Thursday, March 3, 2011

Surprise, surprise ...

Last week, the Pittsburgh Tribune-Review published an op-ed by publisher Richard Mellon Scaife defending the efforts of Planned Parenthood and denouncing its attempted defunding by Republican members of Congress. As a result a few of its readers were, to put it mildly, disappointed that someone who touted himself as "conservative" could support such an organization (which he does, financially).

Last month, more than a few notable conservatives skipped the Conservative Political Action Conference due to the presence of GOProud, a gay group which many felt had no business being there.

Those evangelicals and "fundamentalists" who are shocked by the identification of such people as "conservative" need to understand one thing: The modern conservative movement began in the mid-1950s as totally secular, with Christians being recruited only in the late 1970s and only because it resulted in votes for its intentional divisiveness. That is to say, fighting legal abortion and gay rights became part of the political right only later and only when it could sell a pro-business, anti-government agenda that attempted to roll back social and political progress for a number of groups that made gains in the 1960s.

In other words, most secular conservatives really didn't care about "moral" issues, only about political power.

We see that today. Did you notice that secular conservative media, especially the Fox News Channel, never address the culture war at any length? And during the last general election campaign, even the "tea-party" movement, despite its lack of central leadership, did its best to keep its distance from an overtly anti-abortion, anti-gay-rights stance, perhaps because it believed that they would dilute its message.

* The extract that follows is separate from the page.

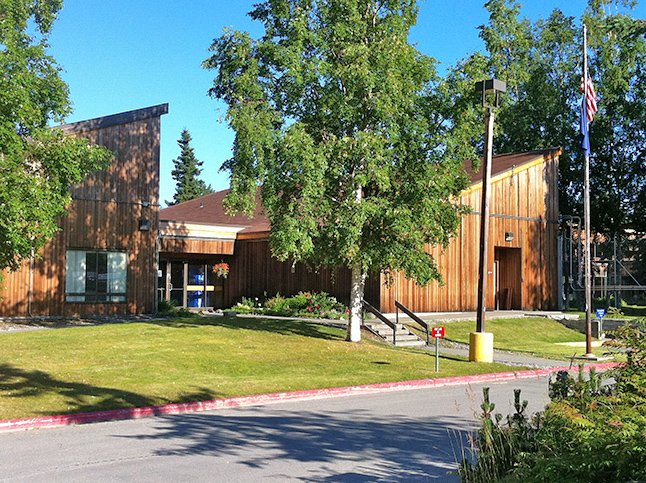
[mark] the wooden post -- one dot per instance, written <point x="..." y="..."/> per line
<point x="484" y="222"/>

And it appears that's the case. While conservatism is flourishing at least on the surface, the religious right is now irrelevant -- with Jerry Falwell and D. James Kennedy both dead, James Dobson retired, Pat Robertson being gaffe-prone and Randall Terry's pronouncements having no positive effect, people of faith are today being increasingly co-opted by secular interests -- which, frankly, is dangerous because they have no reason to adopt consistent Biblical principles.

It's time for us to concede that conservatives of the secular variety are not, and indeed never really were, our friends; in fact, they have always played us for fools because they knew we had no real alternative. Back in the 1990s Dobson announced that he was considering a run for President because he was convinced that "values voters" would leave the GOP and follow him. They might have done so, but Dobson likely learned that he simply didn't have the clout he thought he did. (The 2006 election, during which he convened a number of ineffective "Stand for the Family" rallies in battleground states, cemented that reality.)

More to the point, we need to understand that our "culture war" doesn't sell anymore, if it ever did. Moral of the story: Prophets do not make good politicians.